Beleño se encogió de hombros y después frunció el entrecejo.
—¿Por dónde iba?
—Estabas hablando de Gerard...
—Ah, sí. Le dije que había ido a despedirme antes de emprender la siguiente fase de mi viaje, el cual, por cierto, va a ser increíble. Dentro de un momento te cuento por qué. Tiene que ver con mi saltamontes. Pero bueno, Gerard me deseó buena suerte y me acompañó hasta la puerta y la abrió para que pudiera salir. Le expliqué que no hacía falta que la abriera porque puedo atravesar puertas y paredes, incluso el techo. Me contestó que no iba a atravesar ni su puerta si su pared. Estaba muy serio, así que no lo hice. Y me parece que no iba en serio cuando dijo que no iba a volver a probar el aguardiente enano, porque le vi coger la jarra y dar un buen trago en cuanto me fui.
—¿Te despediste de alguien más? -preguntó Rhys, alarmado.
Beleño asintió.
—Fui a ver a Laura. Después de lo que había pasado con Gerard, pensé en aparecerme a Laura poco a poco. Ya sabes, para darle tiempo a que se acostumbrara. -El espíritu suspiró-. Pero dio igual. Lanzó un grito, se echó el delantal sobre la cabeza y rompió una pila entera de platos sucios cuando cayó en la palangana de fregar. Así que me pareció mejor no quedarme. Y ahora estoy aquí contigo. Eres mi última parada, después me iré de verdad.
—Me alegra verte, amigo —dijo Rhys-. Te he echado mucho de menos.
—Ya lo sé. Te sentía echándome de menos. Era una sensación agradable, pero no tienes que estar triste. Eso es lo que he venido a decirte. Siento haber tardado tanto en llegar hasta aquí.
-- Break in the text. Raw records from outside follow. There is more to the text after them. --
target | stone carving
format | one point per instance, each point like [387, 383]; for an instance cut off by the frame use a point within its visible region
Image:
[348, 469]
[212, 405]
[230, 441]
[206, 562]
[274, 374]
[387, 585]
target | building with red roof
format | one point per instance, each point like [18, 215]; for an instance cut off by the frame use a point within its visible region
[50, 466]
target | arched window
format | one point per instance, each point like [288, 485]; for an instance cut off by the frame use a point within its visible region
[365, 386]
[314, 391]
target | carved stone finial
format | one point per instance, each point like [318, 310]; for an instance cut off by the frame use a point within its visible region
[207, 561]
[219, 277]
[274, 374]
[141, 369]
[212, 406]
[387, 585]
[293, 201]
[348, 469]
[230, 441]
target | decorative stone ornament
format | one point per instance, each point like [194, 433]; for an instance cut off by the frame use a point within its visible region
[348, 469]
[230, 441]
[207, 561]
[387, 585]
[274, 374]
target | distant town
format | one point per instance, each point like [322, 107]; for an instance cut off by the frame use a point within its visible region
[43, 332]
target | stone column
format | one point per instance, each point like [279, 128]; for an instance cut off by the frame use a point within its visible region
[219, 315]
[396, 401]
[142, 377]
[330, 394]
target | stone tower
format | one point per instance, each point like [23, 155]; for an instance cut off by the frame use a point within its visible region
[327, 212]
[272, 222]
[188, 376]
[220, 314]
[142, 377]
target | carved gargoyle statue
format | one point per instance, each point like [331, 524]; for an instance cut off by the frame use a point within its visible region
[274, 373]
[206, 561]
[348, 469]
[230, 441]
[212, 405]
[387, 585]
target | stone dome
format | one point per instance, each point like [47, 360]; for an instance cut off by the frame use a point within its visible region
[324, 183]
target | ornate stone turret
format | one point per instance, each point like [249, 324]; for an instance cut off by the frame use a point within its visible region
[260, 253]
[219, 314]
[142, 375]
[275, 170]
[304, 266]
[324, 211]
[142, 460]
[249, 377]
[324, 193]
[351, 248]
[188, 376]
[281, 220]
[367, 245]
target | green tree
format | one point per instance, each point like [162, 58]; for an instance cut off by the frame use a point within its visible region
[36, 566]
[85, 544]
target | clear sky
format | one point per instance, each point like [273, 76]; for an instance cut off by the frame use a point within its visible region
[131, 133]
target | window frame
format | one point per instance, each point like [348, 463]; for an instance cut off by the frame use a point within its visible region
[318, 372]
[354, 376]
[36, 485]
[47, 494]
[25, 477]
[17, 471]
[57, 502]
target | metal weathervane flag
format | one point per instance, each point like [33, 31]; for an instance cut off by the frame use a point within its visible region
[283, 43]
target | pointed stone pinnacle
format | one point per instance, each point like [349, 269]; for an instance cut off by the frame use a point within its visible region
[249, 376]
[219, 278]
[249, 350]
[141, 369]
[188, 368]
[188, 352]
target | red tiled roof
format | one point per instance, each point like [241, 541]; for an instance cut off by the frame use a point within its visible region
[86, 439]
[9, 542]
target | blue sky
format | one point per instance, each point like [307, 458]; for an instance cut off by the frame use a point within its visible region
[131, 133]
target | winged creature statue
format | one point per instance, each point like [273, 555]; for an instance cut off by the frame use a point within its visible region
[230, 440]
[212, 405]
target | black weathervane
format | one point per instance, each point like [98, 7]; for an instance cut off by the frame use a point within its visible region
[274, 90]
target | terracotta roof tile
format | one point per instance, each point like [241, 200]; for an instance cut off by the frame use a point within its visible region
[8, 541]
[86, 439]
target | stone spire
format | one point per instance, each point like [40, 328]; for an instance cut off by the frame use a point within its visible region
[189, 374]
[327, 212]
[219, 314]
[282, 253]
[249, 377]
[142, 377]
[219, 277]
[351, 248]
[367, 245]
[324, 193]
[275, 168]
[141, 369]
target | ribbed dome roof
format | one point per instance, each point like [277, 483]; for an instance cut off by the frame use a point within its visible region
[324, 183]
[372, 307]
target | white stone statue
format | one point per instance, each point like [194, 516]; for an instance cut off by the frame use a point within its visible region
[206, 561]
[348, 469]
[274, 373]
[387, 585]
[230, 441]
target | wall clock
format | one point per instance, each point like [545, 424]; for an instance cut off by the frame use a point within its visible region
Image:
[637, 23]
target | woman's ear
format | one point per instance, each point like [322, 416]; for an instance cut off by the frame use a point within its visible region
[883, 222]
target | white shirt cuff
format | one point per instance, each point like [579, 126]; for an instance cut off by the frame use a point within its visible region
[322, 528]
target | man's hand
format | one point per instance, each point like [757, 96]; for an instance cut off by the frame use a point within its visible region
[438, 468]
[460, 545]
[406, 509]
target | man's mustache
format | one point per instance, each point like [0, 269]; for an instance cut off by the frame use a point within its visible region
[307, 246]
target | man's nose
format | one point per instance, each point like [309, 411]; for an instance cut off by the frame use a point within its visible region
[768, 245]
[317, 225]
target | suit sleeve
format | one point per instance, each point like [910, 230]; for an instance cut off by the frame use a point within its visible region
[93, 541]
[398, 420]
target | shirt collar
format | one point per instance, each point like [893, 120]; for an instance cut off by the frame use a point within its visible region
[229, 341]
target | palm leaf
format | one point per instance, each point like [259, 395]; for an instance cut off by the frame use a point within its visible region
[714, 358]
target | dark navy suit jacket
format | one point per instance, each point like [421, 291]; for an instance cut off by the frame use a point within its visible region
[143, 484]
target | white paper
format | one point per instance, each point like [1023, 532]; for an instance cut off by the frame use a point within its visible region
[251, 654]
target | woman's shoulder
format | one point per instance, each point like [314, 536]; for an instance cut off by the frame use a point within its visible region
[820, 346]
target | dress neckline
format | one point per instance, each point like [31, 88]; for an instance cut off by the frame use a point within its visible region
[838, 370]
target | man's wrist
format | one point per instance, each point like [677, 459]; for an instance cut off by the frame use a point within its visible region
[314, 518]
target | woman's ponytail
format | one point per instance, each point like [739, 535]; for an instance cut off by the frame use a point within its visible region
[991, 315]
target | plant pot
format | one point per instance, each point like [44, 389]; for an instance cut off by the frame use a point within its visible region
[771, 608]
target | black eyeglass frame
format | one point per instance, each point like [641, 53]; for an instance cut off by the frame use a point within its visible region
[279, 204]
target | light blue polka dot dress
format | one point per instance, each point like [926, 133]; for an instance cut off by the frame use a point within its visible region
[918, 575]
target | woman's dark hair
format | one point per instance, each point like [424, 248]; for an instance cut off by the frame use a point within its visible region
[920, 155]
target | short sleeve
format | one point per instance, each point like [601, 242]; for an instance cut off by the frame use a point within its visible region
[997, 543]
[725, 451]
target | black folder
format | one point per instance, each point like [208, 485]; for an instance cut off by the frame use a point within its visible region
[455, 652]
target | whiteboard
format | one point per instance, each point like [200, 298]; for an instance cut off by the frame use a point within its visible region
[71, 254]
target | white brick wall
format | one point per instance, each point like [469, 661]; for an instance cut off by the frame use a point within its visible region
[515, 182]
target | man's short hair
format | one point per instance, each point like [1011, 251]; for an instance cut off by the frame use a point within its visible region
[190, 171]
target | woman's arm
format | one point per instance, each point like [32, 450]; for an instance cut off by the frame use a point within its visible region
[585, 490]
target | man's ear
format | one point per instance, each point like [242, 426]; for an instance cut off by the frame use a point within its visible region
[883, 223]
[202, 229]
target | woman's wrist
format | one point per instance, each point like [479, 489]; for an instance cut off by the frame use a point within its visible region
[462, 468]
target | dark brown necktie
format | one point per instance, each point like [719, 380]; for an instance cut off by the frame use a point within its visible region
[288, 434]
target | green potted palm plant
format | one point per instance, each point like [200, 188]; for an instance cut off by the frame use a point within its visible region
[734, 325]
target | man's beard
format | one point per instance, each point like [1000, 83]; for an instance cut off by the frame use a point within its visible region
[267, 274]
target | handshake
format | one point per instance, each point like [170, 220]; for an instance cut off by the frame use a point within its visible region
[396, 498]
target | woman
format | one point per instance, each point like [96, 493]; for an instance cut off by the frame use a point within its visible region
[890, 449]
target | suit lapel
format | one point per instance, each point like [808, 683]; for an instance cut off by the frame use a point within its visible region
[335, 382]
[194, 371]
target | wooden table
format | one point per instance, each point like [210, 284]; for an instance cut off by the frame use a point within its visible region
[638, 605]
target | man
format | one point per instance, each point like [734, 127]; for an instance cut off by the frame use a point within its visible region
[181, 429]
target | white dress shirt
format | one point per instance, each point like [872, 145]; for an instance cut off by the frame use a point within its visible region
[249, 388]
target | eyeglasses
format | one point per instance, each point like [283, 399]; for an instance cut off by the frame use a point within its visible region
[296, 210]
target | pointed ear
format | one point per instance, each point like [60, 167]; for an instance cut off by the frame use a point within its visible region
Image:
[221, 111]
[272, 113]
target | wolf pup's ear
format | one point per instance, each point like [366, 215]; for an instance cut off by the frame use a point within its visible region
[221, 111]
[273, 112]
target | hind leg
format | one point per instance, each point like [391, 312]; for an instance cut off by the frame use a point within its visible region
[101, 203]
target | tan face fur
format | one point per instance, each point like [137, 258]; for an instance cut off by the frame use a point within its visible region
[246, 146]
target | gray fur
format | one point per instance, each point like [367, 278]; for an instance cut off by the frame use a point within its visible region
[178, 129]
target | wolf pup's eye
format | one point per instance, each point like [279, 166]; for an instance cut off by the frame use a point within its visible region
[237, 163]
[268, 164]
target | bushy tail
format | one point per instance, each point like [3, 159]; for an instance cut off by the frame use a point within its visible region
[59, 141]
El tiempo ya no significa mucho para mí y hay tantos sitios que visitar y tantas cosas que ver. ¡Sabías que hay otro continente entero! Se llama Taladas y es un lugar muy interesante, aunque no es ahí adonde voy a ir en el viaje de mi alma. Ah, eso me recuerda una cosa. Tengo que contarte una cosa de Chemosh.
»Los fantasmas con los que hablé cuando era un acechador nocturno me explicaron que al morir, tu alma se presenta ante el Señor de la Muerte para ser juzgada. Estaba muy impaciente por que llegara esa parte y era todo muy emocionante. Estaba en una cola con un montón de almas más: goblins y draconianos, kenders y humanos, elfos, gnomos, ogros y más cosas. Todas las almas van ante el Señor de la Muerte, que está sentado en un trono enorme, muy impresionante. A veces intenta tentarlos para que se queden con él. Otras veces ya han prometido seguirlo a él o a algún otro dios, como Morgion, que permíteme que te diga que no es nada agradable. Y otras veces los otros dioses van a decirle a Chemosh que aparte sus manazas. Reorx hizo eso por un enano.
»Así que yo estaba esperando al final de la cola, pensando que iba a tardar mucho, mucho tiempo en llegar al final, cuando de repente el Señor de la Muerte se levanta del trono de un salto. ¡Recorrió toda la fila y se quedó parado delante de mí! Me mira con odio y me dice muy enfadado que yo puedo irme. Respondí que no me importaba quedarme porque estaba charlando con unos amigos, y era verdad. Me había encontrado con unos cuantos kenders muertos y estábamos comentando lo interesante que era estar muerto y cada uno describía cómo había muerto y todos estuvieron de acuerdo en que nadie podía superarme, porque a mí me había matado un dios.